Family and Marriage
Family and Marriage
Culturally, it is universally structured that family and marriage are interconnected. It refers to a setting that involves two adults coming together through a sexual relationship and permanence in living together providing support for the children they have both sired. In the accepted social group of a family, siblings are expected to live together receiving care and love from their parents that are legally bounded. The relationship developed among the siblings has a significant value if compared to the sexual relationships.

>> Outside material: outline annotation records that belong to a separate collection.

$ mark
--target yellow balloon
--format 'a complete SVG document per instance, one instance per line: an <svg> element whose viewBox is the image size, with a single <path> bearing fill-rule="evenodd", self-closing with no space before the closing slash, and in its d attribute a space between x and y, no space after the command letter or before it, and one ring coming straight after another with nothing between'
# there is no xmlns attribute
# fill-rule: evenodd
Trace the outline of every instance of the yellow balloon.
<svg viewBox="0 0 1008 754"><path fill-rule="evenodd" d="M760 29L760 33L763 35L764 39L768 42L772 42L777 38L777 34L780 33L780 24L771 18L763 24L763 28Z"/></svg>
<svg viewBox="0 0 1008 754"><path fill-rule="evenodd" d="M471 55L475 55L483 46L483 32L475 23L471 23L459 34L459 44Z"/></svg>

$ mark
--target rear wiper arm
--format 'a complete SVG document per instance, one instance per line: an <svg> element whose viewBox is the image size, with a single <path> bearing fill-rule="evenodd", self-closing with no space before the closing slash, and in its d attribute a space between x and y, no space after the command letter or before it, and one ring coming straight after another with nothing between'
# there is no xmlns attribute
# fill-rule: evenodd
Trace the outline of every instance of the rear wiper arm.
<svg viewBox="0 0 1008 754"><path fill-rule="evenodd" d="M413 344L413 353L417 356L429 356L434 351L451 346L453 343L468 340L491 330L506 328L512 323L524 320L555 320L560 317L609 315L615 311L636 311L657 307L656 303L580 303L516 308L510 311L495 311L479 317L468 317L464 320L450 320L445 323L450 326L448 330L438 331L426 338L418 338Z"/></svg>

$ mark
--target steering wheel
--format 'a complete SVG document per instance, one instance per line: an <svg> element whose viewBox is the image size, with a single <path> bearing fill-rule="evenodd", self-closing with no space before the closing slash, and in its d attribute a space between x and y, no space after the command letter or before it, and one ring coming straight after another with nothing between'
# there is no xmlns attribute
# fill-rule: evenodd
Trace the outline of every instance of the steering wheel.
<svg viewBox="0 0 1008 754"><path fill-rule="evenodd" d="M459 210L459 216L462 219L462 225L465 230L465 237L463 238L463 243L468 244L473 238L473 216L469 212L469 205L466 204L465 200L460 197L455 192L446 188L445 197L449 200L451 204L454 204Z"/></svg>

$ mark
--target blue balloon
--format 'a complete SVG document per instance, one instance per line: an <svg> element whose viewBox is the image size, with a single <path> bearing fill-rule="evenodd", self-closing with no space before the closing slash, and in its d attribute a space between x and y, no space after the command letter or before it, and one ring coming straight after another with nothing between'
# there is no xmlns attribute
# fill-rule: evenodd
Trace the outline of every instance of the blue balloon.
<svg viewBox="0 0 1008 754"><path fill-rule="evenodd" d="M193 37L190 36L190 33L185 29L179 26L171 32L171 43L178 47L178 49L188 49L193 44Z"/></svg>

Currently, the family structure has become dynamic varying from the traditional definition. It is not possible to term the current family setting as the true description of family form. Drawing from the case of the United States, they are different forms of families that are increasingly developing shifting from the historical narrative. According to Griffiths et al. (2014) research has established that the in reference to the family history, the present phenomenon currently exhibited in the U.S is a depiction of family evolution which took place in the 20th Century towards the 21st changes in the family structure. This is evident with the changing marriage patterns that we can witness today which includes single parenthood, cohabitation, monogamy, polygamy, polyandry and prevalence of bigamy (Griffiths et al., 2014). It is apparent that gone are the days dominated by nuclear families (mom, dad + one or more kids) in the United States. Today, we are witnessing varying family settings as the society has become more tolerable to these dynamics.
To better understand the changing dynamics of family and in reference to group identities and to adjust to the prevalent changes is to remain open minded some times. This is because we can borrow from the different relationships we have through our social interactions and being adaptive to the occurring changes. The best way to remain interested in creating better families toward better relationships is by learning the different family types and this will set us on a path of acceptance.